In 1996, she and her husband moved to Forest Hall at Elizabeth Town in Northern Tasmania where she again established a large garden. It contains many Alister Clark roses. (All her gardens are attached to nineteenth century houses.) The Irvines moved to a much smaller property at Evandale, Tasmania in 2013. Illness obliged them to sell it at the end of 2014. Bill died in September 2017; Susan died on 6 September 2019.

==Books==
- St Leon, Susan and Novak-Niemela, Jaroslav (1970). "Allerhand von Überall : a hundred passages for translation and comprehension"
- Irvine, Susan (1992). "Garden of a thousand roses : making a rose garden in Australia"
- Irvine, Susan (1994). "A hillside of roses : with a description and illustrated list of Alister Clark roses"

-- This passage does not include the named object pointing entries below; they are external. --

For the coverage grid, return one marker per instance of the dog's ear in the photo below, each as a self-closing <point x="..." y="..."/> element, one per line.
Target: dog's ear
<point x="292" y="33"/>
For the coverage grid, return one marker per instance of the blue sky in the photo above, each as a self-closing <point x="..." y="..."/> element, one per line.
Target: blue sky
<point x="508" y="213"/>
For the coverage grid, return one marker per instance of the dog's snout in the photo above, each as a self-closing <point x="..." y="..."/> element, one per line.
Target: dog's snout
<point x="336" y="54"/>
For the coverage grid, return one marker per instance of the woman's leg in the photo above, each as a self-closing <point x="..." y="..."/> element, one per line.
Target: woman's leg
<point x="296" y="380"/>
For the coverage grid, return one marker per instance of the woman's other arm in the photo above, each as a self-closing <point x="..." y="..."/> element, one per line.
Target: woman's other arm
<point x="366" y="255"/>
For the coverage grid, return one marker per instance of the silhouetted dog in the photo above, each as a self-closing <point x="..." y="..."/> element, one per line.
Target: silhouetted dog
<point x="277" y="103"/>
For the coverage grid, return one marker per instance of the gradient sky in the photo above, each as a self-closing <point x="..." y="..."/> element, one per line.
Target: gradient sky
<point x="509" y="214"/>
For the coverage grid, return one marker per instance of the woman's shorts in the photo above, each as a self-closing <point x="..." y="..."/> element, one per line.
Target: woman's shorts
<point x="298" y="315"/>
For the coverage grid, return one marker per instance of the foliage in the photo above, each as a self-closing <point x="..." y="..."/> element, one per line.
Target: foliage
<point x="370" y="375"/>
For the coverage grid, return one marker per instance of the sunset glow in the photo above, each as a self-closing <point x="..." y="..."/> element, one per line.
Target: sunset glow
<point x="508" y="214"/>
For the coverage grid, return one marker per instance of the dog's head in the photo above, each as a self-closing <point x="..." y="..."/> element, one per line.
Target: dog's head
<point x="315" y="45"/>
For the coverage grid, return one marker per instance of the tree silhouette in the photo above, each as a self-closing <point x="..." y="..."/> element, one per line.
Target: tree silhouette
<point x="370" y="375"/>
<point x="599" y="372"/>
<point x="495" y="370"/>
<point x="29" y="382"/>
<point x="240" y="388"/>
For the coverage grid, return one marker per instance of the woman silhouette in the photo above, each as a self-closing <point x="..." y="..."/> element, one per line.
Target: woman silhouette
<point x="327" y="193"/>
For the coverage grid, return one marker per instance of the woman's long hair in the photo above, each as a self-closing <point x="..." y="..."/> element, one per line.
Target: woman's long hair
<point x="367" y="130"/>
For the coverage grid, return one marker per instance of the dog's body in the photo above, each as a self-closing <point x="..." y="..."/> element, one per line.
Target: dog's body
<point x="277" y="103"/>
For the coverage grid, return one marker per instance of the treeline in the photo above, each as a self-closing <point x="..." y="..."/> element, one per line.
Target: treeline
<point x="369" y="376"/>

- Irvine, Susan (1996). "Fragrant roses" Design by Alison Forbes.
- Irvine, Susan (1997). "Susan Irvine's rose gardens" A combination of the 1992 and 1994 books.
- Irvine, Susan (1997). "Rose gardens of Australia"
- Irvine, Susan (2003). "The garden at Forest Hall"
- Irvine, Susan (2007). "Rosehips & crabapples"

Fragrant Roses was illustrated with photos by Gary Aitchison. All later books have photos by Simon Griffiths. They lack the vividly eccentric character of the early books laid out for Hyland House by Al Knight using Irvine's own amateur photos.